Apple's iOS is well known for its top-notch security features, with different researches already having proved that an Android device is more prone to a hack than an iPhone or iPad. However, such statistics don't really guarantee that iOS's security features are unbreakable. Recently, researchers from the Palo Alto Networks have found a malware that targeted jailbroken iPhone and iPad users that goes by the name of KeyRaider, or you may know it as the largest Apple account theft that stole over 250,000 iCloud credentials.
The malware has made its way to more than 18 different countries that includes China, United States, Australia, South Korea, and a handful of others. Once affected, users will not be able to have control of their iOS device and hackers can use it for different purposes.
Anyways, that doesn't matter anymore because the malware has wreaked havoc for a handful of users already. What is important right now is how to get rid of this dangerous malware from your iOS device. First of all, do not panic yet even if your device is jailbroken, this does not necessary mean you are living with this malware. The only way that KeyRaider could get into your iPhone or iPad is through a shady repository, unreliable packages, or illegally obtained jailbreak tweaks.
A user on Reddit with the name of Flu17 has found a simple method on how to remove KeyRaider from a jailbroken iOS device, the steps for which are outlined below.
How To Find And Remove KeyRaider Malware
1. Launch Cydia and install Filza File Manager from the BigBoss repo.

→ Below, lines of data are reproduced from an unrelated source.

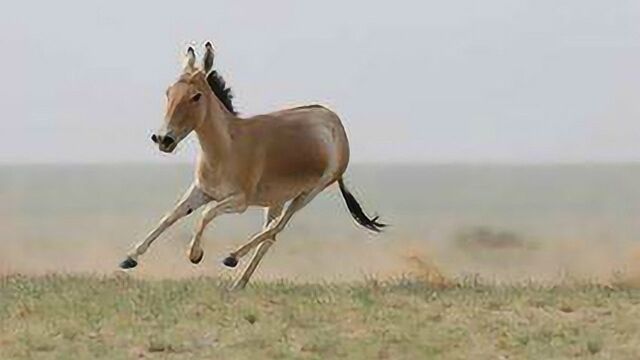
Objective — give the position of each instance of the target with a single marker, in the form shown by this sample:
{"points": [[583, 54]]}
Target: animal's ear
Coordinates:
{"points": [[190, 60], [207, 61]]}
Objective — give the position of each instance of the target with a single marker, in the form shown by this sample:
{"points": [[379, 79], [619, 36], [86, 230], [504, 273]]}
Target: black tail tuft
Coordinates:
{"points": [[356, 210]]}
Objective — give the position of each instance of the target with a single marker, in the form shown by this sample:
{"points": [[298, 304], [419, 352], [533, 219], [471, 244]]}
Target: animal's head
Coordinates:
{"points": [[187, 100]]}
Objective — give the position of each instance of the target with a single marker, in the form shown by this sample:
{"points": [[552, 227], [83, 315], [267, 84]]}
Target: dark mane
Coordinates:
{"points": [[219, 87]]}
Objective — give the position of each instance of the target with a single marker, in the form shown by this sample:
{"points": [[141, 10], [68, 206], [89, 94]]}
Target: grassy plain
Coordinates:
{"points": [[117, 317]]}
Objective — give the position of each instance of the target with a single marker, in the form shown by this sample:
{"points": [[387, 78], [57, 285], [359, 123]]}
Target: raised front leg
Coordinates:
{"points": [[232, 204], [271, 214], [192, 200]]}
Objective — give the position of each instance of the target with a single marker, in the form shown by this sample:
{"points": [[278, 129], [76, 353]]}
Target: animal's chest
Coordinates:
{"points": [[215, 185]]}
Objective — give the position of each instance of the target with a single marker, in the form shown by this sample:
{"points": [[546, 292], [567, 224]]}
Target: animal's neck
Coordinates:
{"points": [[213, 134]]}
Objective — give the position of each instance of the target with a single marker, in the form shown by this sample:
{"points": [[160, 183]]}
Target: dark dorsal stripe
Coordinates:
{"points": [[219, 87]]}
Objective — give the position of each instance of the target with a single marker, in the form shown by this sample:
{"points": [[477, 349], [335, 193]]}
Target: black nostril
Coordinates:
{"points": [[167, 141]]}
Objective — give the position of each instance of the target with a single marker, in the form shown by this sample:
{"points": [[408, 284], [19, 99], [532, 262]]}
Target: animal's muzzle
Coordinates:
{"points": [[166, 143]]}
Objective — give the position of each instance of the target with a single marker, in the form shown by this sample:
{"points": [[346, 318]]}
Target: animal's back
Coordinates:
{"points": [[298, 148]]}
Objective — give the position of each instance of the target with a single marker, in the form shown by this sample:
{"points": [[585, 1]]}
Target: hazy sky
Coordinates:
{"points": [[434, 81]]}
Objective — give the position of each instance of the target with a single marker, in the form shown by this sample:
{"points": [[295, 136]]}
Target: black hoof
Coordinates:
{"points": [[198, 260], [128, 263], [230, 261]]}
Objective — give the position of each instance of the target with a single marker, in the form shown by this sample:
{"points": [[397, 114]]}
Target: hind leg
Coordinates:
{"points": [[275, 227], [271, 214]]}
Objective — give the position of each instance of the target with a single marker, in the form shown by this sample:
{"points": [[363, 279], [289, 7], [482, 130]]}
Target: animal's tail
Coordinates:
{"points": [[356, 210]]}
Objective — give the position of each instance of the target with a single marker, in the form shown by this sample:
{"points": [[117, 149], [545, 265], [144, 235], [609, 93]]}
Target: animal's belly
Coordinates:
{"points": [[280, 190]]}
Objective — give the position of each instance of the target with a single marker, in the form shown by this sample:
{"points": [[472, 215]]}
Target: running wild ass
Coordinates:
{"points": [[279, 161]]}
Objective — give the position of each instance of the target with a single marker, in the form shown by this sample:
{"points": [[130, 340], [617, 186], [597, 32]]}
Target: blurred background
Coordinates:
{"points": [[498, 138]]}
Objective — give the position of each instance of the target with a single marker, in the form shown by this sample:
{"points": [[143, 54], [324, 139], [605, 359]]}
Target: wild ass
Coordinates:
{"points": [[279, 161]]}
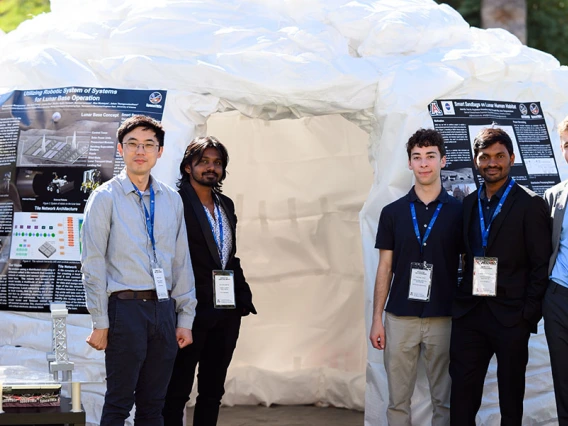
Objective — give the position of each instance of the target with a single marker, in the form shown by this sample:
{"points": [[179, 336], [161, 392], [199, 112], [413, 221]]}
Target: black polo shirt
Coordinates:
{"points": [[488, 208], [443, 247]]}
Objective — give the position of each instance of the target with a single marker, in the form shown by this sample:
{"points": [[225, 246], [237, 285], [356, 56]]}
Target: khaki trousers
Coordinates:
{"points": [[406, 339]]}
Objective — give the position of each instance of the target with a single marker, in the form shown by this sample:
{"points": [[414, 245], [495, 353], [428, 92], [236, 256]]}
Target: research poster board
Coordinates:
{"points": [[56, 146], [460, 120]]}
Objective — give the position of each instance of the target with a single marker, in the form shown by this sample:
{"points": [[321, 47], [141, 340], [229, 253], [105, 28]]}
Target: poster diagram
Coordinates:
{"points": [[460, 120], [56, 146], [41, 236]]}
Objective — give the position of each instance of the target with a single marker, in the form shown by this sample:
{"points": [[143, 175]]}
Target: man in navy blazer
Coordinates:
{"points": [[555, 304], [498, 304], [223, 295]]}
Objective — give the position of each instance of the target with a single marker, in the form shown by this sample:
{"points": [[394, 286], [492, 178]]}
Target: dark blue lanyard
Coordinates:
{"points": [[220, 221], [421, 241], [149, 216], [484, 230]]}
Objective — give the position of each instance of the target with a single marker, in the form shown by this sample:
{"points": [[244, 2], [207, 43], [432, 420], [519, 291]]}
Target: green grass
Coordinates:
{"points": [[12, 12]]}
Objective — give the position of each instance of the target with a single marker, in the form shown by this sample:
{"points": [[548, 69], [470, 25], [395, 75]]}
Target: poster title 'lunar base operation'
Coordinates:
{"points": [[56, 146]]}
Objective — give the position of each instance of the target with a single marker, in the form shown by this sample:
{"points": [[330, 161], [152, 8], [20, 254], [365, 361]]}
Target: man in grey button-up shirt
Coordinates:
{"points": [[133, 237]]}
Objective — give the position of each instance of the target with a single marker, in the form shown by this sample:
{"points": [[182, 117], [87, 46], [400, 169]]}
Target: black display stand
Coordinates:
{"points": [[40, 416]]}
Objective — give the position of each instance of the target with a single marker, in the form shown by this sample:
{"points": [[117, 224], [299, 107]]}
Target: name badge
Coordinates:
{"points": [[224, 289], [484, 276], [160, 284], [420, 281]]}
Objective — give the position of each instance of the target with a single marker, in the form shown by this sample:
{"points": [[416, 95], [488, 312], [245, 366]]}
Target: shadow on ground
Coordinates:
{"points": [[285, 415]]}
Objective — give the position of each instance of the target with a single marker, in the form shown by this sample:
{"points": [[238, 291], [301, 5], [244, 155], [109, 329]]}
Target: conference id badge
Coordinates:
{"points": [[224, 289], [420, 281], [484, 276], [160, 284]]}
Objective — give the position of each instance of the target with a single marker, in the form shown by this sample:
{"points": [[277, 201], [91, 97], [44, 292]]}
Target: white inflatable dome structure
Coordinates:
{"points": [[315, 100]]}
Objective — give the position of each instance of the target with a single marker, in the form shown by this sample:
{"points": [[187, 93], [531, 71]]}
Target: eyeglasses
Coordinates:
{"points": [[146, 147]]}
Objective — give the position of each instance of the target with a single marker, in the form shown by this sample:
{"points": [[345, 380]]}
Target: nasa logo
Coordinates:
{"points": [[435, 109], [155, 97]]}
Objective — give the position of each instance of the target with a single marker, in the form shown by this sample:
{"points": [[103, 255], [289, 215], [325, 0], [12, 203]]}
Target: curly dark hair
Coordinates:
{"points": [[426, 137], [491, 136], [147, 123], [194, 153]]}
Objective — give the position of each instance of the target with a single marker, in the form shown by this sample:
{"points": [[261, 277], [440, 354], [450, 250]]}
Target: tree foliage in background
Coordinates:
{"points": [[546, 26], [12, 12]]}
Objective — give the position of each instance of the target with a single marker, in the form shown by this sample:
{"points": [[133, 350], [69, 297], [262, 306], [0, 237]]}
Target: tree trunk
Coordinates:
{"points": [[510, 15]]}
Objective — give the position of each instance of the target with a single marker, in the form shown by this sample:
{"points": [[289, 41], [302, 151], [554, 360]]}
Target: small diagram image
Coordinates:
{"points": [[462, 190], [54, 149], [91, 180], [47, 249], [5, 184], [4, 249], [42, 236], [60, 185], [459, 183]]}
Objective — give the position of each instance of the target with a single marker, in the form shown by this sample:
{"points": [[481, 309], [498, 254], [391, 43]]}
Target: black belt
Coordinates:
{"points": [[557, 288], [132, 295]]}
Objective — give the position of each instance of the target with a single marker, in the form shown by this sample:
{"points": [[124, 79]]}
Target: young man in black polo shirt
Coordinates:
{"points": [[419, 242]]}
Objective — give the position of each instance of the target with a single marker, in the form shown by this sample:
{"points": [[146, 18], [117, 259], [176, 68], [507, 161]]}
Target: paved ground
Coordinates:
{"points": [[286, 415]]}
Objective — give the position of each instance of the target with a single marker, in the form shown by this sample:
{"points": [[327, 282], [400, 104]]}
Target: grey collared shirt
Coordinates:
{"points": [[117, 252]]}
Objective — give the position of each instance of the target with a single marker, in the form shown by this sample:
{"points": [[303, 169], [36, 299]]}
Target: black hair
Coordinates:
{"points": [[147, 123], [194, 153]]}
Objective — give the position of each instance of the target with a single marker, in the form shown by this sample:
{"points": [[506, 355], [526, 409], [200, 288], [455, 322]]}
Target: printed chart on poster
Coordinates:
{"points": [[56, 146], [460, 120], [41, 236]]}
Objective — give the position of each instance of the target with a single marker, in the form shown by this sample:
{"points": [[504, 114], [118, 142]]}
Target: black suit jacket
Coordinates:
{"points": [[520, 238], [205, 257]]}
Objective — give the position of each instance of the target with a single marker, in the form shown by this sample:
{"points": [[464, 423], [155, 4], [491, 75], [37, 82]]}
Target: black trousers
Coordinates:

2. Once installed, launch the app from your device's home screen and go to the following location:
/Library/MobileSubstrate/DynamicLibraries/
3. Choose the first file ending with:
.dylib
4. This file will make you feel dizzy with a bunch of hex code but don't worry. Use the search feature and find the following:
wushidou
gotoip4
bamu
getHanzi
We hope you do not find any of those keywords or else your device is infected. If you do, it's time for a quick clean up. All you need to do is delete that file along with its corresponding '.plist' with the same name. Once that is taken care of, do not respring your iPhone or iPad. You will want to completely shut it down and then turn it back on aka Reboot.
You must perform these steps for each and every .dylib file in the directory! Once you have cleared out the necessary files, reboot your device. Do not respring. Turn it off fully, then turn it on again.
After restarting your iOS device, it should no longer contain the KeyRaider malware, however, your iCloud account may have been comprised. We suggest that you go to the iCloud.com website and change the password and set up two-step verification for your account.